Её личико такое белое, как перламутровое полотно в объятьях рамы чёрного дерева. Задорные бусинки глаз, чёрный жемчуг, цепляются за мою серую юкату[5], и сестрёнка хмурится. Я тоже насупилась.
— Родители сказали, никакой яркой одежды ещё три месяца.
— Они иногда бывают очень плохими, — соглашается она. Приходится позвать сестрёнку, чтобы та не сидела в мокром терновнике. Вот ещё, заболеет чем-нибудь. Но она — не я, и это не доставит маме и папе столько проблем, — Ты похожа на плесневелый омлет!
— А ты — на недоваренный рис, — и я оттягиваю нижнее веко, пока Ясунэ мчится за корзинками. Она сильная, хоть и маленькая. Бегает так быстро, что я не успеваю заметить её ног. Удивительно, столько просидеть у корней дикой сливы и сохранить кимоно в первозданной белоснежности… А я всегда пачкаюсь. Поэтому сегодня, у бабушки, родители переодели меня в тёмную-тёмную ткань, на вид слишком грубую, так что та уже царапала кожу. Наш лекарь говорит, что моё воображение позволяет превращать шёлк в мешковину, раз самые дорогие материалы ранят меня, если не нравятся. Поэтому — только лучшее. Но сейчас всё было иначе, и папе пришлось повысить голос, чтобы я не спорила.
— Давай собирать сливы, пока людей не стало слишком много, Цуки-нээ-сан!
Тянусь ввысь, расту, как молодая гора. Дождь из мягких, местами лопнувших плодов, опадает в бледные ладошки, их светлость лишь усилена нарукавниками. Она, наверное, мёрзнет. Сестрёнка никогда не зовёт меня Мицу, потому что любит Луну[6]. Она вообще любит всё белое и холодное, поэтому обожает меня и своё кимоно, и может так долго сидеть в мокрых кустах. Мне так нельзя, я заболеть могу.

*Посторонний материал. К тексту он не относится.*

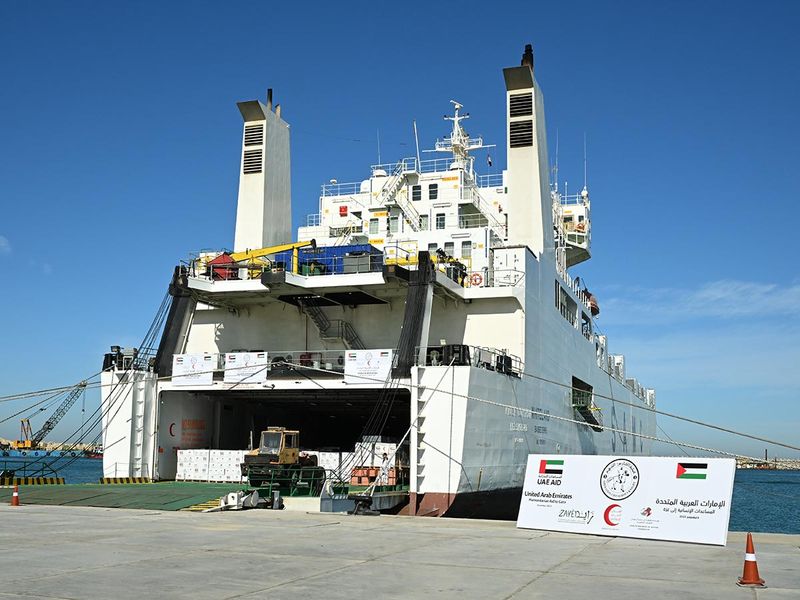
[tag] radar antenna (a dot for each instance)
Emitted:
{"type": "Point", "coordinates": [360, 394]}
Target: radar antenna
{"type": "Point", "coordinates": [458, 142]}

— Лови, Ясу-нээ, — и я смеюсь. Сестрёнка Ясу. Ясунэ. Её имя говорит о том, что малышка создана для меня. Мы почти ровесники, но именно ей подошло бы быть старшей — она сильнее и проворнее меня. Хотя эта глупышка до сих пор не научилась правильно запахивать кимоно... Нет, она не может быть старшей! Нам так хорошо вместе на заднем дворе, что взрослые несколько раз просили смеяться потише. Они ничего не понимают, все эти серьёзные мужчины в тёмных одеждах. В их жизни есть только работа и нет младшей сестры.
— Давай отнесём добычу, а потом я покажу тебе что-то интересное в моём тайном месте? — улыбается сестрёнка. Её зубы — как жемчужинки. Пальчиком тычет куда-то в заросли, в сердце терновника, и там, среди налитых соком слив, из чёрной-чёрной земли, напившейся небесной воды, проглядывают белые штучки. Дугой изогнутые, как несколько мостов через реку. А слива прячет от меня эти тайны, склоняется ветками. Не удаётся разглядеть, что там, и Ясунэ лишь отвлекает. Тянет, тащит, и вот мы бежим к двери. Я разуваюсь быстро, не понимая, почему сестрёнка медлит, как окрик матушки заставляет меня забыть обо всём.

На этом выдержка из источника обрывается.